The Voice Agent handles:
  • VAD: Detects when the user starts/stops speaking
  • STT: Transcribes speech to text
  • LLM: Generates AI responses
  • TTS: Synthesizes speech from responses

Quick Start

// Initialize the voice agent
try await RunAnywhere.initializeVoiceAgent(
    VoiceAgentConfiguration(
        sttModelId: "whisper-base-onnx",
        llmModelId: "llama-3.2-1b-instruct-q4",
        ttsVoice: "piper-en-us-amy"
    )
)

// Process a voice turn
let audioData: Data = // Recorded user speech
let result = try await RunAnywhere.processVoiceTurn(audioData)

print("User said: \(result.transcription ?? "")")
print("AI response: \(result.response ?? "")")

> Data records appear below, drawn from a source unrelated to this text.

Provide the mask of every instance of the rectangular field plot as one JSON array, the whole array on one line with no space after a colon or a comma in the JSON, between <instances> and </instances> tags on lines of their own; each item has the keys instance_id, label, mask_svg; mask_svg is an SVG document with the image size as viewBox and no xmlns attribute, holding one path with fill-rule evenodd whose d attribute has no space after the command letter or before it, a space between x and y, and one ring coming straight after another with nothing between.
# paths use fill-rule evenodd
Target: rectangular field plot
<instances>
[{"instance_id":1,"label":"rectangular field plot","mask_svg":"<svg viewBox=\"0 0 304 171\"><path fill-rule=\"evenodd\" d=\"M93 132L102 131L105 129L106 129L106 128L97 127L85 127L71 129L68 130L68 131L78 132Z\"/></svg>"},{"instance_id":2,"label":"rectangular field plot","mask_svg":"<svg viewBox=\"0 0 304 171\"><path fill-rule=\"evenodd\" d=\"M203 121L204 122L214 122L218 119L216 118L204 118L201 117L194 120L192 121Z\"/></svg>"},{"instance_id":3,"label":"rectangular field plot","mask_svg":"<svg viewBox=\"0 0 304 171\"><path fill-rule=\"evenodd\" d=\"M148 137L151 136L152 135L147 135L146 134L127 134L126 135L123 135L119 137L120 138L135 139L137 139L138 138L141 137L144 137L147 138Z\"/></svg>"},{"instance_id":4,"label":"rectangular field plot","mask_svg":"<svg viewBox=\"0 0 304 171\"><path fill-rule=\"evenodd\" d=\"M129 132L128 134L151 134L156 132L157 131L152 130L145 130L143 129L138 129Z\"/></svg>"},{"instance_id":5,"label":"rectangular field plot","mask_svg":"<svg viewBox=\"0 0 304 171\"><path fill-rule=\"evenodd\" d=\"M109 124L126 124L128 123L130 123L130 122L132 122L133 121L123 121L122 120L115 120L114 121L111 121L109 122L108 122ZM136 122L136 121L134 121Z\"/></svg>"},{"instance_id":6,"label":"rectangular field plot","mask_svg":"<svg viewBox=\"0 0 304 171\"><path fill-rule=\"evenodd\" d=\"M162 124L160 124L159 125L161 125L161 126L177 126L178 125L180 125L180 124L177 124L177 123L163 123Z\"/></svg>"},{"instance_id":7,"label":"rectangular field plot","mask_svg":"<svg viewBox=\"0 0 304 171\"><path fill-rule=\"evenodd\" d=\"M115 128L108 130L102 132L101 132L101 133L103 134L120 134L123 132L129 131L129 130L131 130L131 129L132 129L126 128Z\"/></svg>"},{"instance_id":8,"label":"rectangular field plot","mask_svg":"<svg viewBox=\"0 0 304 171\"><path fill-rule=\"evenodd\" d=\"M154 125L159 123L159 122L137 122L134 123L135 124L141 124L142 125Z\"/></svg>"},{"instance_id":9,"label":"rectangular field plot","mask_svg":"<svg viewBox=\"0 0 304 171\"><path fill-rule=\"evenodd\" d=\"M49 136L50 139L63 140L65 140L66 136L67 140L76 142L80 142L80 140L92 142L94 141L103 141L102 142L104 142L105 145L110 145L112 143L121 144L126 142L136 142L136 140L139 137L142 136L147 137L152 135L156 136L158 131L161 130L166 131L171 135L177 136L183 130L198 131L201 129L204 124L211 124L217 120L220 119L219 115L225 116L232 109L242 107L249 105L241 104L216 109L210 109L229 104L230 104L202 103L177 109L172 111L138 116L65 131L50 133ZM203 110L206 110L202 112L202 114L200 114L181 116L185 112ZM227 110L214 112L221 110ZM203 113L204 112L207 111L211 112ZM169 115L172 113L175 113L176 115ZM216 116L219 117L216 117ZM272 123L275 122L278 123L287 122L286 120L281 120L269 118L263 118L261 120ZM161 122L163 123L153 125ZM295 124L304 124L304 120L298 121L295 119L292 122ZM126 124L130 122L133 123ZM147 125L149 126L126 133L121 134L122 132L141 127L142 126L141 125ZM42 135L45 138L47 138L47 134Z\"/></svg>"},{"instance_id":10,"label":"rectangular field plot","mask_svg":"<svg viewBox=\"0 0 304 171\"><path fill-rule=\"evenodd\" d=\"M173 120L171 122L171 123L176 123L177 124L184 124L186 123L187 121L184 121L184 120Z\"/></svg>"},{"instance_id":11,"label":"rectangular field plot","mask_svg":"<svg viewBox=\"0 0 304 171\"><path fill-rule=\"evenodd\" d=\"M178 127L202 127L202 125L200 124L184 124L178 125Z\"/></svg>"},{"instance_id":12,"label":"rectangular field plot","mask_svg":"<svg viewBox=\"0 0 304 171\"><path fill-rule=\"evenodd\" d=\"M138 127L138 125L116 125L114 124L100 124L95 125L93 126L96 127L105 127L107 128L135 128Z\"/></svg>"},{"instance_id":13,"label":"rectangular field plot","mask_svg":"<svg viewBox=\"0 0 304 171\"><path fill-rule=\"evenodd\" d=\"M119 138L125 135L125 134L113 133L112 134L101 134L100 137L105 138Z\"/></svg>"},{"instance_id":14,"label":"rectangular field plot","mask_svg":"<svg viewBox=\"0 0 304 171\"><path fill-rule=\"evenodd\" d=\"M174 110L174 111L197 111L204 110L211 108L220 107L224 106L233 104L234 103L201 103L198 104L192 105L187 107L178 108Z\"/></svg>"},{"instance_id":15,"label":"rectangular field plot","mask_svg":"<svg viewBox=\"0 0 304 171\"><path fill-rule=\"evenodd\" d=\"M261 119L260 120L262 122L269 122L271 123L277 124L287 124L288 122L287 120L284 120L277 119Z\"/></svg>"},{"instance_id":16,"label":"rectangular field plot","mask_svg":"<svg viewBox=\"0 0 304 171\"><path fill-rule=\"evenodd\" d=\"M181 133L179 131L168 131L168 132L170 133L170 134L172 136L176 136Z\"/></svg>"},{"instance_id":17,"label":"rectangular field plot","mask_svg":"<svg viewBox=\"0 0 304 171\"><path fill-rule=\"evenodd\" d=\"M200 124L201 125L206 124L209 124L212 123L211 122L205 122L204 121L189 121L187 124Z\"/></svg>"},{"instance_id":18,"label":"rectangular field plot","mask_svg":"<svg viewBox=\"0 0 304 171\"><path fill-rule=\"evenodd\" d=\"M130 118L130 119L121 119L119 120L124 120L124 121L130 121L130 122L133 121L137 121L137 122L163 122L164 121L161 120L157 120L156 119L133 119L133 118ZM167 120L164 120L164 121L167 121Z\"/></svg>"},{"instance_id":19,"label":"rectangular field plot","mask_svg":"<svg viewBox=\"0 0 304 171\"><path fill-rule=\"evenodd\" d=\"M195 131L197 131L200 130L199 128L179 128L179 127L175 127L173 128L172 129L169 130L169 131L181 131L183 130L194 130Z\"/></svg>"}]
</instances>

// Play the synthesized audio
if let audio = result.synthesizedAudio {
    playAudio(audio)
}

Configuration

VoiceAgentConfiguration

public struct VoiceAgentConfiguration: Sendable {
    public let sttModelId: String?       // STT model (e.g., "whisper-base-onnx")
    public let llmModelId: String?       // LLM model (e.g., "llama-3.2-1b-instruct-q4")
    public let ttsVoice: String?         // TTS voice (e.g., "piper-en-us-amy")
    public let vadSampleRate: Int        // VAD sample rate (default: 16000)
    public let vadFrameLength: Float     // VAD frame length (default: 0.032)
    public let vadEnergyThreshold: Float // VAD sensitivity (default: 0.5)

    public init(
        sttModelId: String? = nil,
        llmModelId: String? = nil,
        ttsVoice: String? = nil,
        vadSampleRate: Int = 16000,
        vadFrameLength: Float = 0.032,
        vadEnergyThreshold: Float = 0.5
    )
}

Initialize with Pre-loaded Models

If you’ve already loaded models, use:
// Load models separately
try await RunAnywhere.loadSTTModel("whisper-base-onnx")
try await RunAnywhere.loadModel("llama-3.2-1b-instruct-q4")
try await RunAnywhere.loadTTSVoice("piper-en-us-amy")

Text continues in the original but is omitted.